Graf o yıl oynadığı 28 Grand Slam maçında, inanılmaz şekilde sadece iki set kaybetti. İlki Navratilova karşısında Wimbledon finalinde, diğeri ise Gabriela Sabatini’ye karşı olan Amerika Açık finalindeydi. Budge, o gün kendi ‘takvim Grand Slam’inin 50. yıldönümü için oradaydı, Graf’a kupayı verdi. Kulağına birkaç kez daha bunu başarabileceğini fısıldadı…
Bunun çok kolay olmadığını ise iyi bilirdi. Graf 17 Grand Slam turnuvası daha kazandı, fakat başka bir başka ‘takvim Grand Slam’i yapamadı. 1989 ve 1993’te üç şampiyonluk ve bir finalde kalıyordu.

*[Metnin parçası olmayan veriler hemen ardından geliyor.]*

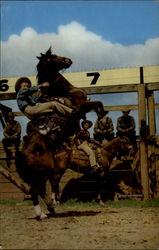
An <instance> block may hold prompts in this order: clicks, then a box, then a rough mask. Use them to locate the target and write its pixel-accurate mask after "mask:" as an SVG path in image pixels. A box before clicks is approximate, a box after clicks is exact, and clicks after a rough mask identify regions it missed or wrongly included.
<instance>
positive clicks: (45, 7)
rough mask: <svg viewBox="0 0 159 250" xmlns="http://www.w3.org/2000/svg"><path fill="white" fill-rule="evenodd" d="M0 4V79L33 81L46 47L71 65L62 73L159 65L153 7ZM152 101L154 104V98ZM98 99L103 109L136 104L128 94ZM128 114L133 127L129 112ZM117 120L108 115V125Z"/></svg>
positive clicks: (133, 98)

Bunun başarılması için bir sürü şeyin doğru gitmesi gerektiğini söylüyor Fernandez. Önünüze bir sürü engel çıkabilir. Tıpkı hastalık, sakatlık veya formda bir rakip gibi.
1984’teki Grand Slam turnuvalarında, Navratilova, sadece bir maç kaybetti ki o da, şimdilerde aralık ayında sezonu bitirme turnuvası olan Avustralya Açık yarı finalinde Helena Sukova’ya karşısındaydı. Navratilova 1983-84 yılları içerisinde, üst üste altı büyük turnuvayı kazandı fakat hiçbir zaman aynı yıl içinde dörtlüyü yapamadı. Borg hiçbir zaman Amerika Açık’ı kazanamadı ve sadece bir Avustralya Açık’a katılabildi. Sampras ise umutlarını Fransa topraklarına gömdü…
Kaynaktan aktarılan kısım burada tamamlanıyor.